I'm not trying to make it funny right now, because that's easier than writing good,
It isn't, really. Writing something that the majority of readers will find funny is actually quite hard, especially here.
And, if you look at SCP-049 writing pattern such as: […]
Yeah, I can't see how anyone would even slightly draw that connection. It's a completely different object with an extremely different anomaly. Furthermore, the things you listed are common pitfalls and bad tropes of SCP articles, so it just makes everything look low-quality and hamfisted rather than me saying 'hoho, a parody, of course- now i get the joke'.
so please give feedback on my writing, not my choices.
But this is feedback on your writing. The joke was incomprehensible to both dankaar and I, and so it fails as a joke article. If you want me to give thorough feedback on the actual quality of the writing, I'll gladly do so, but it feels asinine if I don't know the purpose of the article:
- Right off the bat your formatting is incorrect- there should be a space between Object Class and Special Containment Procedures.
- There's some fairly poor grammar and spelling here and there- 'If any personal is to be attacked, there would be one armed guard to arrive.' should be 'If any personnel are to be attacked, there should be one armed guard stationed to arrive.' Though I feel as if that's a null point because the line itself makes no sense.
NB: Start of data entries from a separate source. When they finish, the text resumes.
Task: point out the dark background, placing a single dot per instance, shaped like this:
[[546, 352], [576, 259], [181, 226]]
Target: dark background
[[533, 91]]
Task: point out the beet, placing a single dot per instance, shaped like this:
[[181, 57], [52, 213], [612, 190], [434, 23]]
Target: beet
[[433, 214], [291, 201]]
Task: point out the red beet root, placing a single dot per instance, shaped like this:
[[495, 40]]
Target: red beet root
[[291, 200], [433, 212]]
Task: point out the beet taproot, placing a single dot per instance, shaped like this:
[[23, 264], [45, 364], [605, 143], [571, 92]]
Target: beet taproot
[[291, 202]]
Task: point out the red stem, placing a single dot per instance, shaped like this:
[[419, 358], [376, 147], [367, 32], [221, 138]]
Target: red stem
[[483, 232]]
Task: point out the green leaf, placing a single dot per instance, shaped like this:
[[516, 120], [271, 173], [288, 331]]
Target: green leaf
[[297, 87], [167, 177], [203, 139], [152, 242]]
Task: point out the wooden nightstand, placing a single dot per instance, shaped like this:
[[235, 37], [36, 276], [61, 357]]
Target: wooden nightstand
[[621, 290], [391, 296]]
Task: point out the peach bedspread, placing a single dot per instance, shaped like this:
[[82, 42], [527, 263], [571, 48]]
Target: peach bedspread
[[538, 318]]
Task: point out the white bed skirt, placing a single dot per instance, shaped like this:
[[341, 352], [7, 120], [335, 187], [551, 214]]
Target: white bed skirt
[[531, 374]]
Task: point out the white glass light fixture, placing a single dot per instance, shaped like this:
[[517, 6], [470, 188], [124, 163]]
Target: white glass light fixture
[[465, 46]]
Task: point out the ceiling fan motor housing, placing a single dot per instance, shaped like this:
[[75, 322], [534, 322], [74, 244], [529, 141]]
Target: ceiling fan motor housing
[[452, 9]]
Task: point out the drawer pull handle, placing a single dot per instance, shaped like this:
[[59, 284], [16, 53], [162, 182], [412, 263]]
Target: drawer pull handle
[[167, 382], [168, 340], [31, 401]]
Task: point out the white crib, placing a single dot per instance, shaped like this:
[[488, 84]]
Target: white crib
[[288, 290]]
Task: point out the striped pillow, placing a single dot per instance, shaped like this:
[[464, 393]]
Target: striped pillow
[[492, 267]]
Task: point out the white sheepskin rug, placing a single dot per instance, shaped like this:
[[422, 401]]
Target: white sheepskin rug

Of course they're going to send guards if someone is attacked, that's a no-brainer.
- Why a fan? Why a possessed fan with blood vessels? Why does it choke people? Why any of this? It seems very much like typical 'lolrandum' humour that doesn't really have a place on this site anymore. I can't tell if the writing being poor is a joke or not, but if not- there's some serious work to be done here. You should brush up on your clinical tone as soon as possible.
- Just as an aside- if you are making it intentionally bad, that's not a very funny joke. It's been done before in a very well-presented and over-the-top way that I don't think you could compete with, based on your current standard of writing, but you're more than welcome to try.
- 'The songs: Saint Pepsi-Enjoy Yourself and WHAM!-Wake me up before you go; will sometimes be played by the SCP, usually in times when it's been awhile since the last test on it.' This is just confusing, and again feels like 'lolrandum' humour, which won't be appealing to the vast majority of the site.
- 'While looking at his chest Really?' Placing your actions in (brackets) would make everything look far more comprehensible. Just a tip.
So all in all- this just reads like a very messy and low-quality typical 'monster what kills you'. It doesn't work as a joke, because it's not funny. And it doesn't work as not a joke, because the writing isn't refined enough for it to succeed.
I'll ask again: what am I supposed to be finding funny here?
I'm not trying to make it funny right now
Then you've fundamentally failed to make a -J draft. -J SCPs are supposed to be funny. They're jokes in SCP form. The entire article is built in service to the joke being told, not around a non-funny base.
It's like trying to make a cake only out of icing. The icing helps the cake, makes it look better, but that's not what makes it a cake.